Serious though these developments are, they may be only symptoms. The very concept of the company lab is becoming questionable. It assumes that one material, product, or service is uniquely right for a given market.

Steelmakers, for instance, still assume that their product has natural markets that it is destined to dominate. There may be substitutes, but they are second-rate—what the Germans contemptuously call Ersatz. But increasingly there are competitive products offering better—or at least, different—performance in practically every single “natural” steel market—plastics, for instance, for the automobile.

Forty years ago, manual typewriters were being replaced by electric ones. But they were still typewriters, only with motors added, and produced by the traditional makers. Today word processors are taking over. They come out of computer technology and are being made by computer companies.

Sixty years ago, the Supreme Court decided that the telegraph was the “natural” way to transmit writing and the telephone the “natural” way to transmit the spoken word—and it divided the electronics universe accordingly. Today telephone, videotex (growing like wildfire in Europe), telex, facsimile, and electronic mail compete in offering electronic transmission. Each represents a different technology with a different industrial base.

In practically all businesses today, the R&D lab primarily is concerned with what goes on in its traditional technology, be it steel, paper, or typewriters. What increasingly is needed is awareness of, and concern with, science and technology outside of one’s own lab, outside of one’s own field, outside of one’s own industry.

Does the traditional lab still make much sense? It assumes that all the technology needed by the company can be produced by its own lab, and, conversely, that most everything its lab produces can be put to profitable use by the company. This is simply no longer true—to the point where one of the country’s leading research administrators, William Miller, the head of Stanford Research Institute, now says that “a first-rate lab is too productive to belong to any one company.”

A Free-Standing Business

Bell Labs was founded to produce all the technology the telephone would require—and did so for many years. Conversely, its parent company, AT&T, was expected to be able to use whatever new technology the lab would come up with: it did so for many years. But since World War II, many of the technological breakthroughs to come out of Bell Labs—e.g., the transistor—have found their main applications outside of telephony. And more and more of the new telephone technology is coming from outside the telecommunications industry and its labs.

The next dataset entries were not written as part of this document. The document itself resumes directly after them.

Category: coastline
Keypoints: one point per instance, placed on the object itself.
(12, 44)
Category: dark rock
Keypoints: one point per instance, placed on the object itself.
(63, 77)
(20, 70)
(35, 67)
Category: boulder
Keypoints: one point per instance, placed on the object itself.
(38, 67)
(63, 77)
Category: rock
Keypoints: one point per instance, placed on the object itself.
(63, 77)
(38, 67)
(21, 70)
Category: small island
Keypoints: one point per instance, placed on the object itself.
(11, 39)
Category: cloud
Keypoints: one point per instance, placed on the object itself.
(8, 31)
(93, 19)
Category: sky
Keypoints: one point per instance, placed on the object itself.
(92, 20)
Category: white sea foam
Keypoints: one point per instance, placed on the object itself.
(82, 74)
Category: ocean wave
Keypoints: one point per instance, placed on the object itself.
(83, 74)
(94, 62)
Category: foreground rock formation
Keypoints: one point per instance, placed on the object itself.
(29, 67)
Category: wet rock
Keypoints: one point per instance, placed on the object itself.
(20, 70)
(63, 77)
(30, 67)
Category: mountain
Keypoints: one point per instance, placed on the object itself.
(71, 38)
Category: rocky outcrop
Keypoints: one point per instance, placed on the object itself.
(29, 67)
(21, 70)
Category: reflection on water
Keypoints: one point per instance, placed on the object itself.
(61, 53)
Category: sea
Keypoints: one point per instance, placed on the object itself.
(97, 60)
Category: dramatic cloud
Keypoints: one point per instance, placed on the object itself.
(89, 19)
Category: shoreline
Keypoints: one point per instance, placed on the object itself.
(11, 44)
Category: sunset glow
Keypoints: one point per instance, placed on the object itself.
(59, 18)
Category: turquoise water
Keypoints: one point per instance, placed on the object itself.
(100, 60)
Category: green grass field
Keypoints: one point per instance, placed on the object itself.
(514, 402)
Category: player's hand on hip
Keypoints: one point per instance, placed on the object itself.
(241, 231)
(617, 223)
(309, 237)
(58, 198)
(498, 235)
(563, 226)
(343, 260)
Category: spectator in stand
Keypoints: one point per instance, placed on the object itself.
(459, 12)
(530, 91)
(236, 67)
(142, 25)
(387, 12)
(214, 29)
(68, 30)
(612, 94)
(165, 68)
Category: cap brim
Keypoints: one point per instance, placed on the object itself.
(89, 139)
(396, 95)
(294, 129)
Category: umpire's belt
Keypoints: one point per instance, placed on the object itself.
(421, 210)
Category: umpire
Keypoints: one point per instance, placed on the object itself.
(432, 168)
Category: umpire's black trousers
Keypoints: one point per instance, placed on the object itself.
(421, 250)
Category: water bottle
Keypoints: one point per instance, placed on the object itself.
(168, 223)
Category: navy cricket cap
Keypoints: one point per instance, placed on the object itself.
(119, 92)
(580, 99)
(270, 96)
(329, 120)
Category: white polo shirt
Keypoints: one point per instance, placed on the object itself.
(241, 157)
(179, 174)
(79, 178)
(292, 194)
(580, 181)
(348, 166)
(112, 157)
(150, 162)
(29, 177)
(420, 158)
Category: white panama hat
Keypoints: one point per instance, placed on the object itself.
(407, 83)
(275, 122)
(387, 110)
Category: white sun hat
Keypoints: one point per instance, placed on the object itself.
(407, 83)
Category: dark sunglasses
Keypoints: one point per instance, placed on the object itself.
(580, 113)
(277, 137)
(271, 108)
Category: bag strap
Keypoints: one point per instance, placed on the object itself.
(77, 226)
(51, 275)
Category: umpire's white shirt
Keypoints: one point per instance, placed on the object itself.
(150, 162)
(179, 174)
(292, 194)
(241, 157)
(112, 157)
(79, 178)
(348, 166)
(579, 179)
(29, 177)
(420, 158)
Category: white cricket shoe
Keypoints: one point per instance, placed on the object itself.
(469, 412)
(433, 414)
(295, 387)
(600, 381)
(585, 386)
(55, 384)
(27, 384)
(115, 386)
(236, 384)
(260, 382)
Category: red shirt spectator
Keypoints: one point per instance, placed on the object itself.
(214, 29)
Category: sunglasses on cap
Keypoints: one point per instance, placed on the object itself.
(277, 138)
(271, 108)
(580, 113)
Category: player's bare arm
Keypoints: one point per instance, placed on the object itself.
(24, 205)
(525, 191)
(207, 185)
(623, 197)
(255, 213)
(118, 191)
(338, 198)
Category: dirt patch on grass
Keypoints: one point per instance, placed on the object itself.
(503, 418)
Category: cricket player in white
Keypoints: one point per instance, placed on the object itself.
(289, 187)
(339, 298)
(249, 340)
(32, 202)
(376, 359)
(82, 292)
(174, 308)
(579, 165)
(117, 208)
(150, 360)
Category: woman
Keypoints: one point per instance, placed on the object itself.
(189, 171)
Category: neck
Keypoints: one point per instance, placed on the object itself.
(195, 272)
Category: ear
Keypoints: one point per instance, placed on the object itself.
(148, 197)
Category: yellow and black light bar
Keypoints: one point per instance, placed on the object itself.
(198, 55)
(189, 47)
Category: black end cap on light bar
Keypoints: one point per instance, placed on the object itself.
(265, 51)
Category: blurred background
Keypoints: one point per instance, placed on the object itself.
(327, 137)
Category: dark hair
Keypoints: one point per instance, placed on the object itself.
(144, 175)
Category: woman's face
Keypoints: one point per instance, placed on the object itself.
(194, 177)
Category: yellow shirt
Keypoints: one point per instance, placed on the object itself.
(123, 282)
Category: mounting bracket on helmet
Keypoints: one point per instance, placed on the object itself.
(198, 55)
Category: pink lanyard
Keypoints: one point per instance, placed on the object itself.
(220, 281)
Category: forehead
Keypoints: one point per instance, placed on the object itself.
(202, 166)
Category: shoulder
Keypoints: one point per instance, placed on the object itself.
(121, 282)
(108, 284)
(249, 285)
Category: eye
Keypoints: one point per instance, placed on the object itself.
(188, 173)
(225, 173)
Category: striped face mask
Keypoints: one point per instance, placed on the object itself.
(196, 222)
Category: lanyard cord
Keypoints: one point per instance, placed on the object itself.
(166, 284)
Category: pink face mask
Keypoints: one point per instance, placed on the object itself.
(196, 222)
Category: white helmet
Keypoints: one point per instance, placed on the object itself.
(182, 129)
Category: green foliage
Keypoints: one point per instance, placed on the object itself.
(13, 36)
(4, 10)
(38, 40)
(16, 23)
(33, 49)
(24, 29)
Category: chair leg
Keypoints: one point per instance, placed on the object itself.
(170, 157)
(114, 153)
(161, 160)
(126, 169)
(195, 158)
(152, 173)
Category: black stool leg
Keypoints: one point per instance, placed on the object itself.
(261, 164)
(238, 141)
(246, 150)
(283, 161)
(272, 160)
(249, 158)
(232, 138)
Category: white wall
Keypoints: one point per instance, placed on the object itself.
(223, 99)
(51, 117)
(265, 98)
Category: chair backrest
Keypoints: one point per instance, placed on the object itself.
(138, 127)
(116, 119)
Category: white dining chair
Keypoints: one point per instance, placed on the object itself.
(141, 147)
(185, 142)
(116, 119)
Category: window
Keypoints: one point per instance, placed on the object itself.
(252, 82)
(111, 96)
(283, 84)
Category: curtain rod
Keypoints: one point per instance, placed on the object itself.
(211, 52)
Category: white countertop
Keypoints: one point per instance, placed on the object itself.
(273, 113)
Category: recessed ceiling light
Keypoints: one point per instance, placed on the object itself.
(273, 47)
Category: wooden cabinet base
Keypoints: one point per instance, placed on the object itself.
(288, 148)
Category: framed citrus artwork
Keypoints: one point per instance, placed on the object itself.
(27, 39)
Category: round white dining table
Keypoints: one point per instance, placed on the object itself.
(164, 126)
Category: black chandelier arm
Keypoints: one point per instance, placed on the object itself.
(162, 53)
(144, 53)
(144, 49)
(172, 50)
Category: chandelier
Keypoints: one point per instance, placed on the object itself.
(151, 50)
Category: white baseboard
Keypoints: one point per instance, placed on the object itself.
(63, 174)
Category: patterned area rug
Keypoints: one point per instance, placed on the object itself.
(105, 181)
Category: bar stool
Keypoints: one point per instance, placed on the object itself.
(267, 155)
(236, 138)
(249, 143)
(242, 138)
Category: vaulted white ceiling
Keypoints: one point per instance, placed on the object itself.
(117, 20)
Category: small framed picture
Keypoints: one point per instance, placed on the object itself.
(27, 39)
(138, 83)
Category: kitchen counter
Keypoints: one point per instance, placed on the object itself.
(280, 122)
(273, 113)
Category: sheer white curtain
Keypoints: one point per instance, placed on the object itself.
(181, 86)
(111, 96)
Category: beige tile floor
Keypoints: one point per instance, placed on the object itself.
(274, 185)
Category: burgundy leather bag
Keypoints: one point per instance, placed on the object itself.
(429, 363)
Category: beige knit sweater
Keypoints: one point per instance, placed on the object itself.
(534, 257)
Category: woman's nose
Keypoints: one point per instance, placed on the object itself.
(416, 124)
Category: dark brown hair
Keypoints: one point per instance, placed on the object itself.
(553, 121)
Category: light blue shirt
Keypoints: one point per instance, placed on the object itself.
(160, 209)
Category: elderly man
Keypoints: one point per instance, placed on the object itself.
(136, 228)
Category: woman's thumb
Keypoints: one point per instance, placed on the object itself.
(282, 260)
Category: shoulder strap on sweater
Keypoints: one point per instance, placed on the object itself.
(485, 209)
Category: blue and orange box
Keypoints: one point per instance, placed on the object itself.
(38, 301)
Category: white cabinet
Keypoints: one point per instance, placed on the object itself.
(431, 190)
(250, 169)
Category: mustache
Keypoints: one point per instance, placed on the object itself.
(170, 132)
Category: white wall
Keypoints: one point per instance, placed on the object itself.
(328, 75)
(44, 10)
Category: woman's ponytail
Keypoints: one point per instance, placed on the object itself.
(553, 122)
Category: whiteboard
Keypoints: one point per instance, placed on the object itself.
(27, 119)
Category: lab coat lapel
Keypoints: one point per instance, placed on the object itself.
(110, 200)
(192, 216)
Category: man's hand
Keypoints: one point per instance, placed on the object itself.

Siemens’s one truly successful new product—the body scanner—was created not in its lab, but by a British producer of phonograph records.

The technological streams no longer run parallel. They increasingly cross each other, with frequent spillovers from one to the other.

Increasingly, therefore, the research lab may become a free-standing business, doing research work on contract for a multitude of industrial clients. Each client would then need a “technology manager” rather than a “research director”—someone who can develop business objectives based on the potential of technology and technology strategies based on business and market objectives, and who then defines and buys the technical work needed to produce business results. But no one today—and surely neither the engineering nor business schools—knows how to teach technology management nor, indeed, even where to start.